I've been in a startup that used to say yes to every stupid request possible
to get a customer and yes, it destroyed the product, because we had some
general and generic features available to everyone and a lot of stuff that was
very specific and not reusable. This means that even if you get the client,
you're raising maintenance and development costs (and probably performance -
if it's very specific if/else are your friends) without investing in your
product and in future clients, and this is _very_ bad for a business, because
the customer _owns_ the product and you don't.

Actually, I believe it's the single worst thing that can happen to a startup -
case is, it always happen when who is in charge is not a tech guy but a
seller, and the reason is that while costs are hidden to his eyes (developers
do weird things in dark rooms) the benefits are high.

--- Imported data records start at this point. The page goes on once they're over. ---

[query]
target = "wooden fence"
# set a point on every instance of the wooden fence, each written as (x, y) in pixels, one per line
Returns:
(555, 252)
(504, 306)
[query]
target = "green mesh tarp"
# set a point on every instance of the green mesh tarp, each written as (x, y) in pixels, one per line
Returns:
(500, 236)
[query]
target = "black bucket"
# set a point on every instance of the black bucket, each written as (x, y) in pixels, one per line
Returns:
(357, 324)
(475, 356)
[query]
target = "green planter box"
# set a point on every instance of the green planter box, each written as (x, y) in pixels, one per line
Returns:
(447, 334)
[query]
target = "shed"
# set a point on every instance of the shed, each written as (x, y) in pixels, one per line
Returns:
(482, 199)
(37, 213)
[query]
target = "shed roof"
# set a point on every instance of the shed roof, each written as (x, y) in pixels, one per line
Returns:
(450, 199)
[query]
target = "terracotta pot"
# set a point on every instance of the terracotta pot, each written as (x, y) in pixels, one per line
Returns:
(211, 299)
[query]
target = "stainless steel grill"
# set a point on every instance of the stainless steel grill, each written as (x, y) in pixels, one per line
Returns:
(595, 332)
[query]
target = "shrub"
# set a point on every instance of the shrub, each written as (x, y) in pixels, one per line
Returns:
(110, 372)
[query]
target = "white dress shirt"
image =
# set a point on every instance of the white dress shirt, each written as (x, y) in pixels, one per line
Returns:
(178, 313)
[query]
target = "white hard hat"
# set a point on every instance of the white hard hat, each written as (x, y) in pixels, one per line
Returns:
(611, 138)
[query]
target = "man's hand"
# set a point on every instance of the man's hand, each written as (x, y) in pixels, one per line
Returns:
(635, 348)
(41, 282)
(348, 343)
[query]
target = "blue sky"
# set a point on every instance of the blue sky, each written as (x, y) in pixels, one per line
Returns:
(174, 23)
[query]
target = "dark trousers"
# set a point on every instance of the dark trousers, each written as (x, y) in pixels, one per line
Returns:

Unfortunately, you're gonna pay such decisions sooner or later :)

------
CRASCH
I don't think it is as black and white. It could be a signal that they aren't
a real buyer, or it could be a signal that they do want to buy.

This is what I say when a potential customer of significant value asks for a
feature. "That is an interesting feature. That is the first time someone has
requested that feature. I think it might have some value in our core code base
and other customers might find it useful. I can build the requirements for the
feature into your PO. I'll find out when we can deliver that functionality and
we can start working on it as soon as the PO is signed."

------
speby
This is open to interpretation. I would say a customer who comes along asking
for something you don't already have may present itself as an opportunity. If,
in fact, you're already planning to do X and X is the thing the potential
customer is asking for and you charge him double what it would have cost you
to build it anyways (and it was in your list of "features" all along), then
why wouldn't you? It ends being "free" money and you land a new satisfied
customer.

While I agree with the article, there are, as always seems to be the case,
many exceptions.

------
earl
From the article: "My father has had prospective buyers of multi-million
dollar apartments threaten to walk away from a deal because of an additional
$10,000 in closing or alteration costs at the 11th hour." And you have a
problem with that? Seriously?

I have a hard rule that after many painful lessons is now inviolable. Every
single time I've broken this rule it's hurt. Don't do business with dicks. If
we negotiate a contract and you toss in another $10k at the last second? Hell,
I don't care if you try, but the answer is absolutely not. We had an
agreement, you changed it, the answer is no.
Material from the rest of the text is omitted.